“So, you’re a vivid dreamer. You really need to get those dreams analyzed,” my doctor told me with the authority of her white coat and the distance of a wide desk. I discussed the recurring themes and characters in my dreams: my middle school volleyball coach, my first boyfriend, my second boyfriend, my family friends, my parents. There tend to be celebrity guests—last week Meryl Streep showed up in a silver gown. “It is extremely rare to dream in movie-like color and action, your subconscious has a lot to figure out.” This all came about because my doctor asked me how I was sleeping.
“Fine,” I said, “but I am always tired because I have lots of anxiety dreams.” I discussed them with friends and with my mother and sisters. I am terrified of conflict and I replay scenarios where I confront people who have hurt me, but they don’t listen to me or there are a series of obstacles preventing me from getting the words out. I fall down a flight of stairs, a car whooshes past, he walks away, the phone rings. If I actually admit what happened, someone goes to jail for life, or I go to jail for life. I hate not feeling in control; I forget a series of important plans or assignments; I fail. I have those normal nightmares where everyone I love dies in a plane crash. I run away from someone and my legs start kicking me awake. I have recurring dreams where I am trying to take care of a screaming baby while attending class and being a normal college student. I remember every moment of my dreams. They can be so intensely jarring that I am left upset all day.
I should probably write them down and get them analyzed.
Over spring break I had two days at home in New York City where I crammed in all of the doctor’s appointments I was behind on. It was during my annual checkup that I was asked about my dreams. I thought she was going to reprimand me for eating too much pasta and not working out enough, but instead I was told that my dreams were unhealthy. I have been dreaming like this for as long as I can remember. I used to not share them with anybody; they were part of my own secret fantasy world that I lived in for most of my childhood. I wake up enveloped in a hazy mixture of reality and fantasy. As I brush my teeth, I begin to decipher what happened in dreamland and what it means.

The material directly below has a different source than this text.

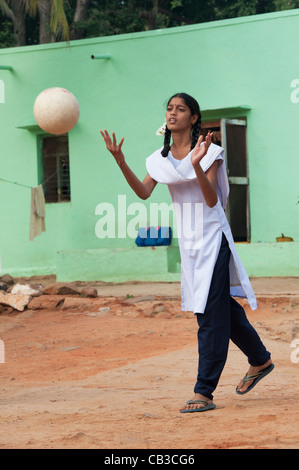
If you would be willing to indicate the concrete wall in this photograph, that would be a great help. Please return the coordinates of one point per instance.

On my report cards in middle school, my teachers would always say that they appreciated my “quiet, thoughtful presence in the classroom,” but that I needed to stop with the daydreaming. My dreaming was constant back then. I could control it and enter and leave my fantasy world as I pleased. I felt safe from the mean girls and the pressure to be good at sports or dance (I was atrocious at both) and I felt like I fit in. I still secretly played with my historical paper dolls in my room and I wrote lots of fictional stories on my computer and in little notebooks. I was happy with my books and my writing and playing the piano and lots of time to live and explore my own thought bubbles.
By the time I reached high school, I was told that I had to be more extroverted and social and focused. I trained myself to focus in class and to structure my time so that I had less time to write and read and dream. I joined the Frisbee team, which was accepting of my lack of athletic ability; I did theatre and I wrote for the newspaper. My free thinking time was full of anxiety over grades, the college process, the ACT, being liked by boys, how to dress and behave “normally.” I began to have stress dreams and to lie awake at night worrying.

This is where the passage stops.